In a lovely interview with Hush-Kit, a former Indian MiG-27 pilot gave an interview about his experience with the airframe. Answering the question “What are the worst things about the MiG-27?” pilot Anshuman Mainkar said,


“At a time [the MiG-27 was] counted as one of the most powerful single-engined fighters in the world, it has a few teething issues with the power-plant, but that also had to do with age, engine rating, and maintenance issues. In my opinion, it is the only fighter that has ‘engine explosion’ as a standard aircraft emergency. But a real issue was the air-conditioning, which only kicked in climbing past 6000’. At low-levels it’s hot / hotter / hottest temperature settings (as fondly known in the IAF) did not offer much respite.”
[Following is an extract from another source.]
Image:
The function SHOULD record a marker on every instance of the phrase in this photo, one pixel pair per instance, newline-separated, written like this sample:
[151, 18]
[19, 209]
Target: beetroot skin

Not such a great review, but one of the defining characteristics of the MiG-23 platform: unreliable and dangerous.

The MiG-23 was intended to replace the capable MiG-21, which though fast and fairly capable among its contemporaries, was hindered by primitive radar and a modest weapons capacity.

One of the MiG-23’s major design considerations was handling at low speeds, and short take-off distance.

Swept Wings, Big Guns

The MiG-23 utilized a variable geometry wing design, the first Soviet airframe with the capability. A swept-wing design is an exercise in practicality in which wings could be swept back, to a 72-degree angle for high altitude, high speed, unfurled at 16 degrees for lower speed cruising, or midway between the two at a 45-degree angle for combat maneuvering.

Originally seen as a sort of cure-all for different flight speeds, variable-sweep wing geometry was actually not all it was cracked up to be. Although the adjustable sweep solved the short take-off problem, adjustable wings have to be structurally reinforced, making them heavier than typical fixed-sweep wings.

One of the other design requirements — a larger weapon capacity than its predecessor — was fulfilled by a 23 millimeter auto cannon on the plane’s underbelly. Our friend Anshuman Mainkar had the following to say about the airframe when engaging the 23-millimeter cannon.

“The aircraft seemingly came to a stand-still, engrossed with its target – tracers creating an illusion of morse communication. Smoke and the smell of cordite entered the cockpit, and in a flash it was all over…the airframe shuddered during the trigger pull, and surge was a possibility, hence the exit had to be smooth and deliberate.”

Not exactly a confidence-instiller.

The MiG-23 was not widely exported, as its shortcomings were hard to mask. The last MiG-23s are operated mostly by Middle Eastern or African countries or held in reserve. Probably fitting for a jet with exploding engines.

Caleb Larson is a Defense Writer with The National Interest. He holds a Master of Public Policy and covers U.S. and Russian security, European defense issues, and German politics and culture.